As shown in fig. 1, which is one of the flow diagrams of the commodity information inference method according to the embodiment of the present application, the method includes the following steps:
step 101, acquiring input information of an inference model according to target attributes of target commodities and information texts of commodities in an information base;
the target product is all products that need to perform the product information inference, such as novels, videos, movies, financing products, and home appliances, and this embodiment does not specifically limit this. The commodity information reasoning method provided by the embodiment can be suitable for information reasoning scenes of various types of commodities.
The target attribute includes, but is not limited to, one or more of a model number, a logo, and a name, which is not specifically limited in this embodiment.
The commodity information text is used for describing commodity information; the commodity information text includes, but is not limited to, commodity key attribute information, a commodity category, and a commodity usage scenario, which is not specifically limited in this embodiment.
The content included in the target attribute may be the same as or different from the content included in the same product key attribute information.
Optionally, after the target attribute of the target product and the product information texts in the information base are obtained, the target attribute of the target product and the product information texts in the information base may be directly used as input information of the inference model, or one or more data processes may be performed on the target attribute of the target product and the product information texts in the information base, respectively, and the processed target attribute of the target product and the processed product information texts may be used as input information.
The data processing includes, but is not limited to, feature extraction, data encoding, word embedding vector acquisition, and data shaping, which is not specifically limited in this embodiment.
Word Embedding (i.e., embedding) is a method of converting words into vectors in deep learning, and the corresponding vectors are called word Embedding vectors or token vectors. The corresponding word embedding is similar, and the embedding object is a single character.
Step 102, inputting the input information into the inference model to obtain a related commodity information text of the target commodity output by the inference model; the associated commodity information text is a commodity information text associated with the target commodity in the information base; the inference model is obtained by training a pre-training language representation BERT model based on target attributes of sample commodities in a commodity library, commodity information texts in the information library and associated commodity information texts of the sample commodities.
The BERT model is a pre-training language model provided by Google, wherein pre-training is to use large-scale corpus texts to perform unified training in advance, and then apply the pre-training model to downstream tasks according to actual application scenes, at the moment, part of models which are in the middle and bottom layers and are common in the downstream tasks in the model are trained well in advance, and when the model is required to process specific downstream tasks, sample data of the downstream tasks can be used for training corresponding models, so that the convergence speed of the models can be greatly increased. Therefore, the BERT model can be used as an embedded vector for extracting texts in downstream tasks or directly applied to classification tasks, and the pre-training model is finely adjusted through a new training set, so that a deep learning model with specified function requirements is achieved.
As shown in fig. 2, the BERT model is implemented based on multiple layers of transformers as encoders, each layer generates different information, and different numbers of layers are selected to extract information in downstream tasks according to actual needs.
As shown in fig. 3, before step 102 is executed, the inference model needs to be trained, and the specific training steps include:
firstly, acquiring original data, performing data conversion on target attributes of sample commodities in a commodity library in the original data and commodity information texts in an information library to serve as input information, and using associated commodity information texts of the sample commodities in the original data as tags to construct and generate a sample data set;
then, dividing the sample data set into a training data set, a verification data set and a test data set; the training data set is a data set for training the inference model, so that the inference model learns parameters according to the prediction result of the training data set, and the optimal overall parameters are achieved continuously through iteration. The training set occupies the largest proportion in the data set, and the specific proportion can be set according to actual requirements, such as the data size containing 80% of the sample data set.
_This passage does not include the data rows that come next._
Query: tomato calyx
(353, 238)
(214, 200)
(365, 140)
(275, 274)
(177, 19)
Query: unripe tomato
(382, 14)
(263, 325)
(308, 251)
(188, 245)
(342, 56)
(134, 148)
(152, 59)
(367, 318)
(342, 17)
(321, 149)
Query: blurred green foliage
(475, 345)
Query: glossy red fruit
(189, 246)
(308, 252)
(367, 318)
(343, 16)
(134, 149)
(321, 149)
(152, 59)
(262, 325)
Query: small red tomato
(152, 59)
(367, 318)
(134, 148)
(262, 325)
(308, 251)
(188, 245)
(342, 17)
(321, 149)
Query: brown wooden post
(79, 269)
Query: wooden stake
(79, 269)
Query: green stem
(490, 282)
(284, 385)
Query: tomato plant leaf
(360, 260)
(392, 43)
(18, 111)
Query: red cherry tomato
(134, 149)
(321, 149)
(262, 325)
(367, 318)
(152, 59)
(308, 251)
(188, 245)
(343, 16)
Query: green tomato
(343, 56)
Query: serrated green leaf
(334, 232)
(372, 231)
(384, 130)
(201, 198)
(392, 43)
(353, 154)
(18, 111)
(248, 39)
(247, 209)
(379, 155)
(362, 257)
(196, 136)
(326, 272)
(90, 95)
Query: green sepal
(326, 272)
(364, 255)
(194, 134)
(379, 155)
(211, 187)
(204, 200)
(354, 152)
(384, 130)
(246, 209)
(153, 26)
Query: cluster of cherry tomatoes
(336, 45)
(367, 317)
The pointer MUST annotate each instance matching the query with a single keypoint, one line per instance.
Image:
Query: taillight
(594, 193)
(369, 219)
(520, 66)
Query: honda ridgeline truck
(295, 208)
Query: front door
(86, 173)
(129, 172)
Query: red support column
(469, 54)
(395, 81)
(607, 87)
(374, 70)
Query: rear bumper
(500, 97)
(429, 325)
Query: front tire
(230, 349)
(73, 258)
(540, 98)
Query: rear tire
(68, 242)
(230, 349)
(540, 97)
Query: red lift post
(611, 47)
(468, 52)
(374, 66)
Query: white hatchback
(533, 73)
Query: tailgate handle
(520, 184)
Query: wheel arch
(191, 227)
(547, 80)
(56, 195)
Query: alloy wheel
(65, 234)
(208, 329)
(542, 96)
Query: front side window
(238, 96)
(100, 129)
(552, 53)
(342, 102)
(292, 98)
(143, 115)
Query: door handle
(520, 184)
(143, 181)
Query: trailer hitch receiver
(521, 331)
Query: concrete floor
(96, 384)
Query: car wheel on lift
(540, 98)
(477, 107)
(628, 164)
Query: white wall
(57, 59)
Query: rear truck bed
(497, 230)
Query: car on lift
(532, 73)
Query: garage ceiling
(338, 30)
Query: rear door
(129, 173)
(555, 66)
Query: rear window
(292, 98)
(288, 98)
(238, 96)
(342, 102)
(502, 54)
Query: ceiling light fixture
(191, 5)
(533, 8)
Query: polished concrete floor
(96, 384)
The verification data set is data for verifying the training result of the inference model in the training process, and the data does not participate in the training, but the model is adjusted for subsequent training according to the performance on the verification set. The test data set is data for testing the generalization performance of the model after the training process is completely finished, and the part of data is completely independent and trained, wherein the samples do not appear in the training set and the verification set.
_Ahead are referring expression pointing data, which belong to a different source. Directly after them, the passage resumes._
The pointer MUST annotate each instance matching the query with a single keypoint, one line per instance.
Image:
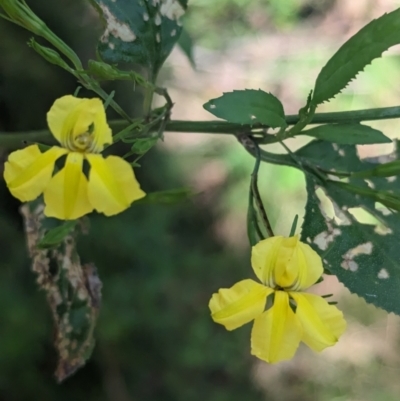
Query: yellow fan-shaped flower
(285, 267)
(81, 128)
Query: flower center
(83, 141)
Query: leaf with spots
(142, 32)
(73, 290)
(359, 51)
(364, 257)
(248, 106)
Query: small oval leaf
(248, 106)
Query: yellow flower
(285, 267)
(80, 126)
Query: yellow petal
(66, 195)
(233, 307)
(70, 120)
(112, 184)
(28, 171)
(276, 333)
(263, 259)
(322, 323)
(287, 263)
(304, 268)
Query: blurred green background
(160, 264)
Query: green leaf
(383, 170)
(73, 291)
(55, 236)
(348, 134)
(186, 44)
(248, 106)
(139, 31)
(169, 196)
(254, 233)
(364, 257)
(143, 145)
(367, 44)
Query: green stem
(15, 140)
In the training process, the BERT model can be integrally trained based on a training data set to obtain a reasoning model which can accurately reason out a corresponding associated commodity information text according to the target attribute of the target commodity; or, a part of training data is extracted from the training data set, the BERT model is trained in advance, then another part of training data is extracted, and the inference model is trained again on the basis of the inference model trained in advance, so as to obtain the inference model capable of accurately inferring the corresponding associated commodity information text according to the target commodity.
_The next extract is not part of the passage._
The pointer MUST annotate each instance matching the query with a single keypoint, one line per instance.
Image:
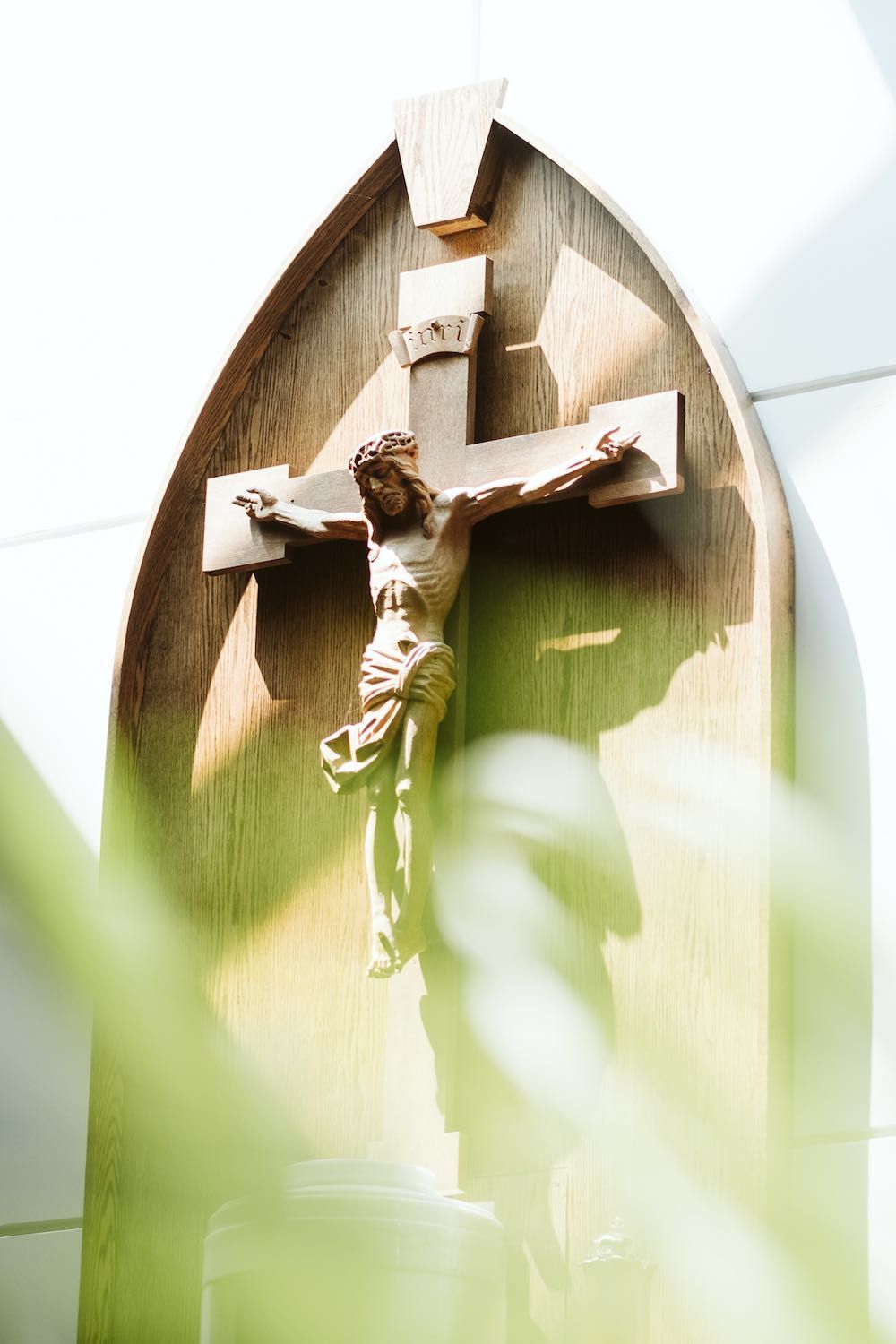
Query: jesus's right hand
(257, 503)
And in the training process, the verification data set and the test data set are used for evaluating the reasoning performance and effect of the trained reasoning model, and after the requirements of two stages of parameter adjusting optimization and effect evaluation are met, the reasoning model can be deployed and brought on line or certain experimental requirements are met.
In summary, in this embodiment, based on massive commodity information, an applicable scene, an applicable object, and key attributes of each commodity are extracted, and a BERT pre-training model is based on which inference learning of commodity general knowledge information is performed to obtain an inference model about commodity information.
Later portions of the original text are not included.